Il est important de réinvestir ou de transférer les progrès acquis en compréhension dans des tâches
effectuées en situation communicatives : listen and do, plutôt que simplement répondre à des
questions de compréhension : prendre des notes, faire un résumé, faire un jeu de rôles, un débat.
Ceci permet d'élargir progressivement les compétences langagières de l'apprenant.
On procédera par questions générales adressées au grand groupe, on fera justifier les réponses et on
veillera à obtenir le consensus, l'accord du groupe sur la validité de la réponse.
1 4 2 Il s'agit ensuite de l'inférence, stratégie fondamentale, qui consiste à deviner ce que l'on
ne sait pas à partir de ce qu'on a déjà compris.

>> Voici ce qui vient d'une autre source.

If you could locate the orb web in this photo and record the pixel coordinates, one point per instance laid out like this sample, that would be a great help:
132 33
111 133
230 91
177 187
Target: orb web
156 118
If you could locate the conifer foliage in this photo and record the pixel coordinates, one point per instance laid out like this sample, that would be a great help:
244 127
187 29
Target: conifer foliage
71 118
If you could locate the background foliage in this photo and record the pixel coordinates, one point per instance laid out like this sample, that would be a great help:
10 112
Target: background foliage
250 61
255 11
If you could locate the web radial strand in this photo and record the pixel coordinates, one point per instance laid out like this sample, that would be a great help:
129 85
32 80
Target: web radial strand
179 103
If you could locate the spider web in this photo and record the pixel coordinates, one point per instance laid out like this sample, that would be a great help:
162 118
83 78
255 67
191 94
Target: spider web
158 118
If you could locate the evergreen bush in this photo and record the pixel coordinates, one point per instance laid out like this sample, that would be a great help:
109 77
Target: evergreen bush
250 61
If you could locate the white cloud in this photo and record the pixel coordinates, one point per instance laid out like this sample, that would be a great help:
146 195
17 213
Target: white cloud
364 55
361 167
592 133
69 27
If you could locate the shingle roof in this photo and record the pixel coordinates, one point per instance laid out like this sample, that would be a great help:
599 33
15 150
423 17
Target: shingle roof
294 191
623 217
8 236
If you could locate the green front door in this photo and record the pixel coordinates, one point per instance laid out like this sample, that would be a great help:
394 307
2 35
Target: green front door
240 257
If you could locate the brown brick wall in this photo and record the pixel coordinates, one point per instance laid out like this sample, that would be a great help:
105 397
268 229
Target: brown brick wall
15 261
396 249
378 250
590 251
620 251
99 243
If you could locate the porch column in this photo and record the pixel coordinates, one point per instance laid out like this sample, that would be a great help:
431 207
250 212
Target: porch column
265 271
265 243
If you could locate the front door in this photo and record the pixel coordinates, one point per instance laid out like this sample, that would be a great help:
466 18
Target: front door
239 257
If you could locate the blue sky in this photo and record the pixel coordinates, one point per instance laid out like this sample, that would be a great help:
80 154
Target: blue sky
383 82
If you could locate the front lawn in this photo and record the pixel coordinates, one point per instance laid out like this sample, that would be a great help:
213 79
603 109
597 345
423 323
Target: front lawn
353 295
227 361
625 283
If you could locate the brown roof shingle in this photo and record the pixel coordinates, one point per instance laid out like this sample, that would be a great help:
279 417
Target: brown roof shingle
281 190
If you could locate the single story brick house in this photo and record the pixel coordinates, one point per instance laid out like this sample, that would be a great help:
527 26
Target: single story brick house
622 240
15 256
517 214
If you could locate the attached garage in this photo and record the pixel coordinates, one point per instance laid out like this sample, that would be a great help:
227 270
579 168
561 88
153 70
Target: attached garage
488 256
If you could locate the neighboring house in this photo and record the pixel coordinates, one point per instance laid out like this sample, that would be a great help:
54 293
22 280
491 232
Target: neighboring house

Favoriser cette stratégie est essentiel car le fait de chercher à comprendre place l'apprenant dans une
position active pour mémoriser l'élément, contrairement à ce qui se passe quand on lui donne une
explication qu'il n'a pas demandée.
Voici, pour illustration, la façon dont un étudiant évoque la question dans son mémoire :
« Je voudrais ajouter une motivation d'ordre plus général. En fournissant d'emblée la règle de
grammaire à l'apprenant, on ne lui donne pas l'opportunité de réfléchir, de se poser des questions,
démarche heuristique pourtant indispensable. En se heurtant à une difficulté, en la traduisant par un
questionnement, l'apprenant se met en position de demande d'une réponse, position indispensable à
un accueil intéressé de la réponse. Donner une règle avant d'avoir suscité des questions relatives à
son fonctionnement revient à nourrir quelqu'un qui n'a pas faim. C'est malheureusement une
pratique trop courante dans tous les systèmes d'enseignement. »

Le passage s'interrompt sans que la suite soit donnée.